Combined with private sector companies that have improved their profit margin and corporate fundamentals, we do see value opportunities in Chinese equities, and diversification opportunities given the expensive markets around the world.

Cheuk Wan Fan, chief investment officer, Asia, global private banking and wealth
HSBC

Cheuk Wan Fan

The comprehensive stimulus package announced on Sept 24 reflected Beijing’s stronger sense of urgency and more proactive easing stance to defuse deflation risks and restore market confidence. The scale and pace of policy easing have exceeded conservative market expectations.

The unexpected lowering of the downpayment ratio for second home purchases to 15% in alignment with first home mortgage may signal a notable policy shift away from the longstanding stance of “housing is for living only”. The enhanced Rmb300 billion relending facility for affordable housing should help accelerate the destocking of unsold inventory.

We stay neutral on mainland China and Hong Kong equities and see tactical opportunities from undervalued quality industry leaders with strong earnings and high potential to enhance shareholder returns by increasing dividends payout and share buybacks.

The Hang Seng Index and MSCI China Index are trading at 9.4x and 9.5x 12-month forward earnings, respectively, representing steep valuation discounts to the MSCI World’s 20x forward P/E and S&P 500’s 21.7x forward P/E.

We expect broader-than-expected policy stimulus could support a near-term tactical rally of mainland China and Hong Kong stocks like the market rebound in April-May 2024. However, the sustainability of the tactical rally will depend on the improvement in activity data and earnings momentum following the policy announcement.

We like quality Chinese state-owned enterprises paying high dividends, blue chip internet leaders with solid earnings and big valuation discounts to their global peers.

In Hong Kong, we favour undervalued high dividend stocks in the insurance, telecom, and utilities sectors and select oversold property developers with strong balance sheets.

John Woods, CIO, Asia
Homin Lee, senior macro strategist

Lombard Odier

John Woods

We await the outcome of the US elections to reassess our fundamentally cautious outlook and investment positioning on China.

We currently hold no tactical investments in Chinese assets and keep portfolio allocations at strategic levels. Within emerging market equities, we keep China allocations in line with MSCI indices and focus on listing market and sector selection.

Far more will be needed to change our cautious assessment of China’s medium- to long-term economic trajectory. The most immediate challenge is to stabilise the real estate market, which continues to struggle under falling prices and a glut of unsold or unfinished homes.

Homin Lee

While the latest policy announcements could induce more state-owned enterprises to absorb some excess housing inventory, households’ demand for housing loans remains extremely weak due to accelerating falls in house prices and lingering doubts about developers.

For more risk-tolerant investors keen to increase exposure to Chinese assets in the interim, several areas may be considered on a tactical investment horizon.

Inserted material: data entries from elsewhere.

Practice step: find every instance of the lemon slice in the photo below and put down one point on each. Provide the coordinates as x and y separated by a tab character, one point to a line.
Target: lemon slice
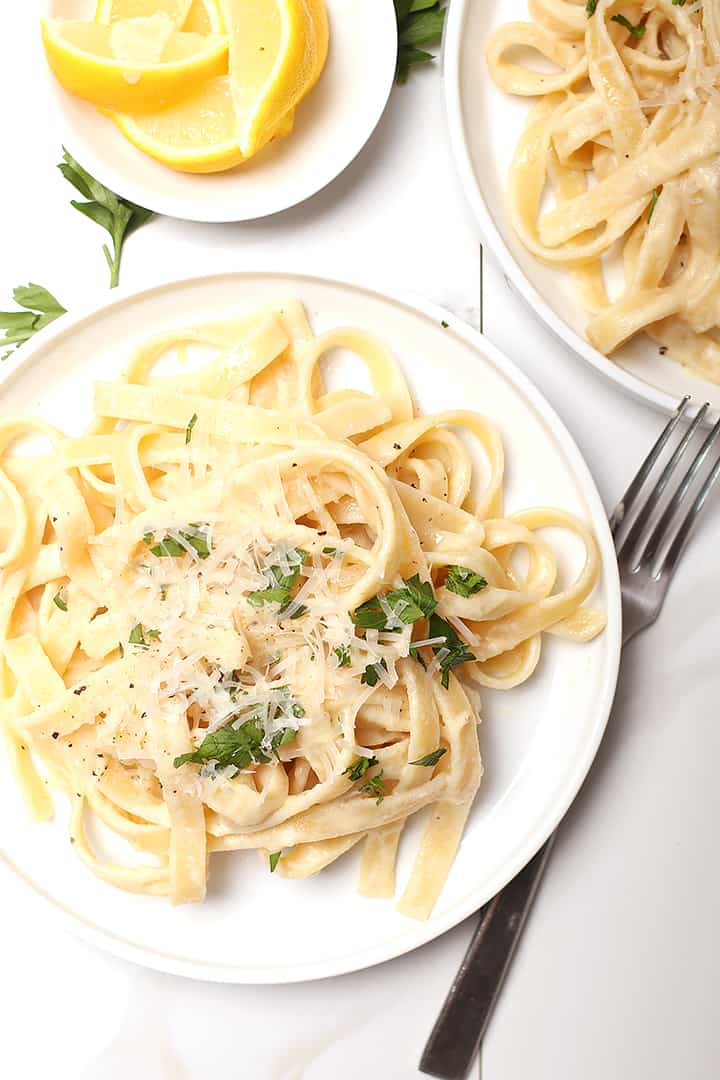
199	135
277	51
134	65
193	16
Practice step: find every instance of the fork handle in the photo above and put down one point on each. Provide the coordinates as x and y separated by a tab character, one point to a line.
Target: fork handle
461	1025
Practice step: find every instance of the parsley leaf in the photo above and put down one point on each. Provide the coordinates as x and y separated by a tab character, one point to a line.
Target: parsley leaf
430	759
417	601
188	430
118	216
194	536
375	786
453	652
360	767
342	652
139	636
655	197
41	309
637	31
463	581
281	584
419	23
370	676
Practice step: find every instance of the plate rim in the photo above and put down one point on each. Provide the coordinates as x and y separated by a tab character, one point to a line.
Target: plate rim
203	213
419	933
632	385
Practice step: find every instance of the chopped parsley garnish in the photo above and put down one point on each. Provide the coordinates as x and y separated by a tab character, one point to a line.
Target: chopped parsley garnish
188	430
342	652
452	652
655	197
281	584
375	786
370	676
143	637
416	601
637	31
170	547
430	759
415	652
360	767
240	745
463	581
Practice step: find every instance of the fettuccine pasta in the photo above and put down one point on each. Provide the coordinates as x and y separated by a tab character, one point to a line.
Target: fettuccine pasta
243	612
626	136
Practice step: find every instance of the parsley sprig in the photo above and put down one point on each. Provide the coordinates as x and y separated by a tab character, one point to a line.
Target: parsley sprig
452	652
118	216
170	547
416	601
240	745
41	308
463	581
419	23
281	584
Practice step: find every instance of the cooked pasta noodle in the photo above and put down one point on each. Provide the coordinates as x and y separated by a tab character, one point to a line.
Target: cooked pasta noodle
626	135
245	612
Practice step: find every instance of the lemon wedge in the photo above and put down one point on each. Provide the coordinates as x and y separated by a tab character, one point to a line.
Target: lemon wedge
193	16
199	135
277	51
138	65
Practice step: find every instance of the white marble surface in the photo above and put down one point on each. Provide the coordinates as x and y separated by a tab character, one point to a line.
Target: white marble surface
616	976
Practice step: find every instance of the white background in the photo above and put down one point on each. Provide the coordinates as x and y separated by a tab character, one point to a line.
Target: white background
617	973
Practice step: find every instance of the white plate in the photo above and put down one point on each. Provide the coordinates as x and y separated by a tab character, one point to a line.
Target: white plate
538	741
331	126
485	126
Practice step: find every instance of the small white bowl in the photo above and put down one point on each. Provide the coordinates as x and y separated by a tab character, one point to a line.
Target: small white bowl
331	126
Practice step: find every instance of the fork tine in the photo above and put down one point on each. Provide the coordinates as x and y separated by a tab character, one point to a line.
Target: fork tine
662	529
635	534
685	527
625	504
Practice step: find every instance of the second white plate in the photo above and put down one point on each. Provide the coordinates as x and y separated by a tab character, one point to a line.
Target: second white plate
331	126
485	125
538	741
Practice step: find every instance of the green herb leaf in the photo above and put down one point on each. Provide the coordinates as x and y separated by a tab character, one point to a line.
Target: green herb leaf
342	652
370	676
118	216
230	745
430	759
454	651
41	309
375	786
360	767
419	23
188	430
637	31
194	536
417	601
655	197
463	581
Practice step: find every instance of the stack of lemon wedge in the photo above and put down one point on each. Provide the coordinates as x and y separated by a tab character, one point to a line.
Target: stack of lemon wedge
201	85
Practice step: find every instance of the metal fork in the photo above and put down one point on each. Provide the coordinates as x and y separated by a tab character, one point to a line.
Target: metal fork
650	538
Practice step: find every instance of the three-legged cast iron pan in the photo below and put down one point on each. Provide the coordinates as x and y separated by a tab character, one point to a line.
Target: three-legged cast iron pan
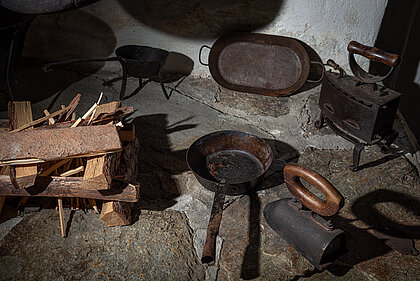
227	162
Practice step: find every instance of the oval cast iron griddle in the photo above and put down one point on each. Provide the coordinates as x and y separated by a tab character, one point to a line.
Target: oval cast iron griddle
259	63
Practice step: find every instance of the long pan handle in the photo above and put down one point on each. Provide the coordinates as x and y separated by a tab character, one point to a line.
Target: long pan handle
334	200
47	67
209	250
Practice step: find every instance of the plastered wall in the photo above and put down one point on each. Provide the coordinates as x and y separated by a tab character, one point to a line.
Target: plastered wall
184	25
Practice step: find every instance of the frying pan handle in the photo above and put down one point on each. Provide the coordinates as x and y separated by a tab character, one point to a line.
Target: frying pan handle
372	53
199	54
322	74
334	200
47	67
209	250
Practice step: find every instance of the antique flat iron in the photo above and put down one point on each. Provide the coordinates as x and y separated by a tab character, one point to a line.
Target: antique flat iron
357	108
298	219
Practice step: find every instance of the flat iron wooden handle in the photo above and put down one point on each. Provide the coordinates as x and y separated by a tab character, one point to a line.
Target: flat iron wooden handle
372	53
292	173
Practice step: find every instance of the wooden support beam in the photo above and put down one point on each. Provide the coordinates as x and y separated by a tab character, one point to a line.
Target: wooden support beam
54	144
61	213
71	187
20	114
116	213
72	172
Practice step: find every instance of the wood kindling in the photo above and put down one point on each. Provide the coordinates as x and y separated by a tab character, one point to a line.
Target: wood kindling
72	104
58	144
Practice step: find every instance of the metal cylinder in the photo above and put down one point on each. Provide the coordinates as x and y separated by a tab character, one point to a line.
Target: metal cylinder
310	234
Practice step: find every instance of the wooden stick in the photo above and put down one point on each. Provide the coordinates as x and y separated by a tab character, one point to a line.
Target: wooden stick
92	203
86	115
45	118
58	144
60	210
54	167
22	201
70	187
51	120
20	113
2	200
72	172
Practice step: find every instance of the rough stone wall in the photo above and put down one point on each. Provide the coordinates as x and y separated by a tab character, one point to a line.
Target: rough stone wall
184	25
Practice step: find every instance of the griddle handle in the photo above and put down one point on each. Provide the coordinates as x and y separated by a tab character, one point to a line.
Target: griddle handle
209	250
334	200
199	54
373	53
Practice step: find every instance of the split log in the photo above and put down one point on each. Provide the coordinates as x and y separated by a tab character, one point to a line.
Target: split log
71	106
102	168
129	162
37	146
116	213
128	134
20	114
70	187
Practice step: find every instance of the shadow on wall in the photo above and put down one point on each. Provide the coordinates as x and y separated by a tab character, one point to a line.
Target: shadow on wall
69	35
400	34
203	19
56	37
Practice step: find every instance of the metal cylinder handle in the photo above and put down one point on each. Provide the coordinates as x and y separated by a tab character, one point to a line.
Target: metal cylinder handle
333	202
322	73
199	54
373	54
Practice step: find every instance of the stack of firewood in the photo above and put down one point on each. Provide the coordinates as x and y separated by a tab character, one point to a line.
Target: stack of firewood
80	160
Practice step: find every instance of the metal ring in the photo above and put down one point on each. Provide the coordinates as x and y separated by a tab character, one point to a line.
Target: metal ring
333	202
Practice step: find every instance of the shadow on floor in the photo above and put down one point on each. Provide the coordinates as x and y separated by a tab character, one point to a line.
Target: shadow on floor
157	162
364	244
283	154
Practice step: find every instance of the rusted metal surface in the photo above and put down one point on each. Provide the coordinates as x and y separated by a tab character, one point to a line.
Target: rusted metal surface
55	144
334	200
359	107
373	54
71	187
314	237
258	63
227	162
226	148
209	250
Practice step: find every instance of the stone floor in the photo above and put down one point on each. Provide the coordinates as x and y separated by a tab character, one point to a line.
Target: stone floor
165	241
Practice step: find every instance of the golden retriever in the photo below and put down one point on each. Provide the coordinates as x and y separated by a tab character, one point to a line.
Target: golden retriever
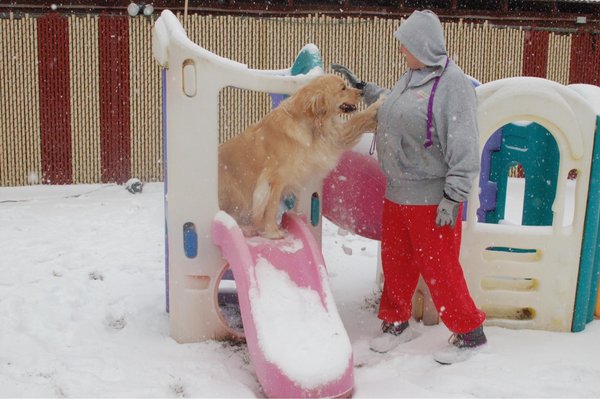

Consumer discretionary and communication services stocks listed on the Hong Kong market, as well as selected luxury and mining stocks may be worth considering.

Even if China’s medium-term outlook remains mixed, additional stimulus measures, or a positive turnaround in real estate demand could push these stocks higher. In the same vein, investors could also consider non-Chinese assets with significant exposure to the Chinese economy.